Il a paru récemment à Stockholm un volume d’études sociales, intitulé Giftas, ou les Mariés[1]. L’auteur, M. Auguste Strindberg, qui possède également l’art d’observer et celui de conter, a eu maille à partir avec les autorités de son pays, qui ont jugé son livre licencieux et révolutionnaire. M. Strindberg est à la fois un radical et un pessimiste convaincu. Cette cruelle maladie que les Allemands appellent le Weltschmerz n’exerce tous ses ravages que dans les contrées du Nord. Nous ne connaissons guère dans notre cher pays de France qu’un pessimisme bien mangeant, bien buvant et bien disant, un pessimisme littéraire et mondain, lequel a fait sa rhétorique et trouve tant de plaisir à arrondir sa phrase que la beauté de ses adjectifs l’a bientôt consolé de ses chagrins, qui se tournent en félicités. Il n’y a pas de chagrins qui tiennent quand l’amour-propre est content. Les tristesses et les colères de M. Strindberg sont beaucoup plus sérieuses. Son seul tort, comme conteur, est de prêter à tous les petits bourgeois Scandinaves qu’il met en scène sa philosophie morose et dure, qui suppose en eux un effort de réflexion soutenue dont la plupart sont incapables.

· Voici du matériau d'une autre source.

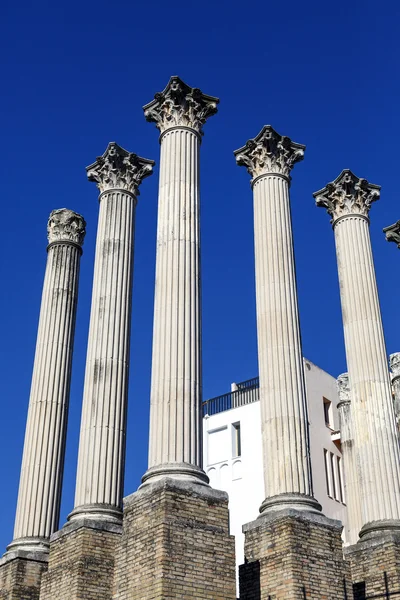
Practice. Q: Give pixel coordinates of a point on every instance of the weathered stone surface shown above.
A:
(101, 458)
(392, 233)
(294, 555)
(39, 495)
(175, 544)
(175, 439)
(348, 200)
(269, 159)
(375, 566)
(351, 481)
(20, 578)
(81, 562)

Ils sont convaincus comme lui que le mariage est une déplorable institution, un attentat à la liberté « et le meilleur moyen de manquer sa vie. » Ils tiennent pour constant que le genre humain est gouverné « par une grande congrégation jésuitique, qui a rédigé dans l’intérêt de sa tyrannie les catéchismes comme les manuels scolaires, » et qui,

  1. Études sociales : les Mariés, douze caractères conjugaux, par Auguste Strindberg ; traduction française. Lausanne, 1885.